Money is, alas, fungible and Iraq is using "oil for food" programme cash to snatch up military items from Amman. Western capitals have stuck to the sanctions tack because it is supposed to preserve unity among UN powers. But as this week's embarrassing UN split demonstrated, even this justification has fallen apart lately.
Supporting the INC will infuriate the Saudis and upset the rest of the Middle East.That argument may have it backwards. One can equally argue that it is Mr Saddam who is the destabilising force, providing dramatic evidence that anti-democratic tyrants will be negotiated with, not spurned. While Mr Saddam never delivered on his promise to send 6m soldiers to fight against Israel, his agents have reportedly handed out $10,000 payments to families of Palestinians who martyred themselves in suicide actions against Israelis.
The INC enjoys no real support within Iraq or elsewhere. INC supporters include the main Kurdish parties in Iraqi Kurdistan. The INC has also had help from eminent people such as Mr Hamza, who joined them in their visit to the Pentagon. To be sure, the group's limited budget has prevented it from providing military training in Iraq - but it has managed to relay valuable information about Mr Saddam's abuses, just as Charter 77 did from the eastern European bloc.
As for the argument that Mr Chalabi is not influential, this is predictable. Resistance leaders nearly always seem like pathetic fronts for propaganda efforts at the beginning. During the cold war years the exiled legations of the old Baltic states were treated as a political joke in both London and New York. Yet when the time came, these superannuated ambassadors helped to inspire revolutions at home.

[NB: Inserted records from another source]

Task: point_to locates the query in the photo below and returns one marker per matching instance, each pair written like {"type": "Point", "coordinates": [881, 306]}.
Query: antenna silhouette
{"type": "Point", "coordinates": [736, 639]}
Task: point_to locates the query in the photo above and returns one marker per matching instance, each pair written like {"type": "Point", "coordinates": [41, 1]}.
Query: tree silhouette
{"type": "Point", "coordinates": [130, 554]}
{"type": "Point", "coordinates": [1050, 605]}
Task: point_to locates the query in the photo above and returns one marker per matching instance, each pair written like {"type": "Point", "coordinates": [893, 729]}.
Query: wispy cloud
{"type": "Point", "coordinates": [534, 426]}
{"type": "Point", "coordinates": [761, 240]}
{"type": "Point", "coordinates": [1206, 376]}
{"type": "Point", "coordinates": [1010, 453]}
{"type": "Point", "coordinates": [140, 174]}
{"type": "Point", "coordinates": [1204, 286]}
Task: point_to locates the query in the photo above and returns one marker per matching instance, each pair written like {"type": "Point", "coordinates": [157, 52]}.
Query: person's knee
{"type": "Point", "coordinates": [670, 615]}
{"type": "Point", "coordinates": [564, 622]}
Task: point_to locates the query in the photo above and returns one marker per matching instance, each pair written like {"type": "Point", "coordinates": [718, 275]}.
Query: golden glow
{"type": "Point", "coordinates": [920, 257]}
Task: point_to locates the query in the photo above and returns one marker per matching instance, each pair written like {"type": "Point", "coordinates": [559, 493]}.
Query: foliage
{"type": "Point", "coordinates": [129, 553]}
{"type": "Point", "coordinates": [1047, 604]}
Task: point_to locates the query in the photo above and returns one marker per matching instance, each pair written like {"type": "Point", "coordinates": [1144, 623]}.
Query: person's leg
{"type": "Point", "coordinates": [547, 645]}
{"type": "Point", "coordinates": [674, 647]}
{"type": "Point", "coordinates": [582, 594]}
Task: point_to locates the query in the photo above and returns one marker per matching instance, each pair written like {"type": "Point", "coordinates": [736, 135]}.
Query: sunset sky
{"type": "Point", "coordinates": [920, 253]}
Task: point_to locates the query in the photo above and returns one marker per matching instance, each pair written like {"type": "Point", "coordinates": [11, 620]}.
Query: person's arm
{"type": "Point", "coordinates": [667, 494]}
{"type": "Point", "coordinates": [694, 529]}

The diplomatic affection for negotiating on the basis of the status quo is understandable. Diplomats would rather deal with a stable government, even an undemocratic one, than with dreamy, bedraggled individuals more likely to get themselves killed than to topple an armed regime. America's foreign policy establishment also fears repeats of democracy-building failures in Cuba and Vietnam.
Overcoming such collective bad memories would be a challenge for the Bush team. Yet, difficult as it is to fathom, there are worse outcomes than the Bay of Pigs - a wide nuclear or chemical attack by oil-rich Iraq being one. Superpowers spooked by old failures cannot prevent new ones.